The SDF has six key ambitions:
- reinforce the city centre's economic competitiveness;
- re-populate the city centre and ensure liveable and sustainable neighbourhoods that promote health, wellbeing and social cohesion;
- reconnect the city centre with surrounding communities and its riverside;
- reduce traffic dominance and car dependency and create a pedestrian and cycle friendly city centre, with improved public transport, that is healthier and cleaner;
- ‘green’ the city centre and make it climate resilient with a network of high-quality public spaces and green-blue infrastructure that caters for a variety of human and climatic needs; and
- repair, restore and enhance the urban fabric to reconnect streets and reinforce the city centre's distinctive heritage and character.
Delivery of these is intended to mean that Glasgow will have a city centre that is vibrant, sustainable, liveable and well-connected, offering '20-minute neighbourhoods' that provide all the needs of the people who work, live, study and visit there in terms of local services, shops and green space. The council said that the environment of the city centre will be healthier, with its streets and public spaces both more attractive and more resilient to climate change - helping to deliver the national target to be net zero-carbon by 2045. The area will also attract more investment as businesses and developers respond to the increased quality of its spaces and places, it said.
Some of the key actions proposed in the SDF include measures to improve the city centre as a 'day out destination' with more leisure opportunities, featuring public spaces (including a new river park) that will complement and support its shopping.

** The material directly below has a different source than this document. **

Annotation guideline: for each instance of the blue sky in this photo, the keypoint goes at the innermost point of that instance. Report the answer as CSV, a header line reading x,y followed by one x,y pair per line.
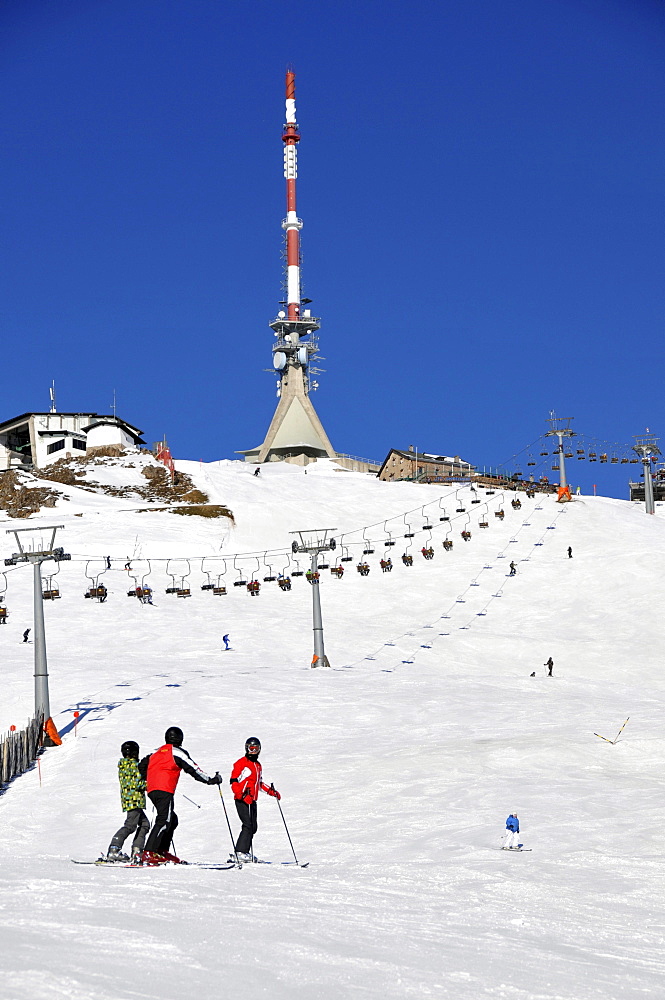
x,y
482,190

The council also intende to create mixed-use business environments that better serve and support a modern workforce; create an integrated 'green grid' street network that improves the walking and cycling experience across the area; improve crossings and environmental policy around the M8; and create a network of public open spaces as part of the overall ambition to 'green the grey' of the city centre.
This SDF now provides supplementary guidance for Glasgow's City Development Plan, with the latter informing all planning and land use regeneration decisions in Glasgow. The SDF is an accompanying and longer-term document to the City Centre Strategy and the regeneration frameworks for the area's nine districts, with these to be used over the next decade.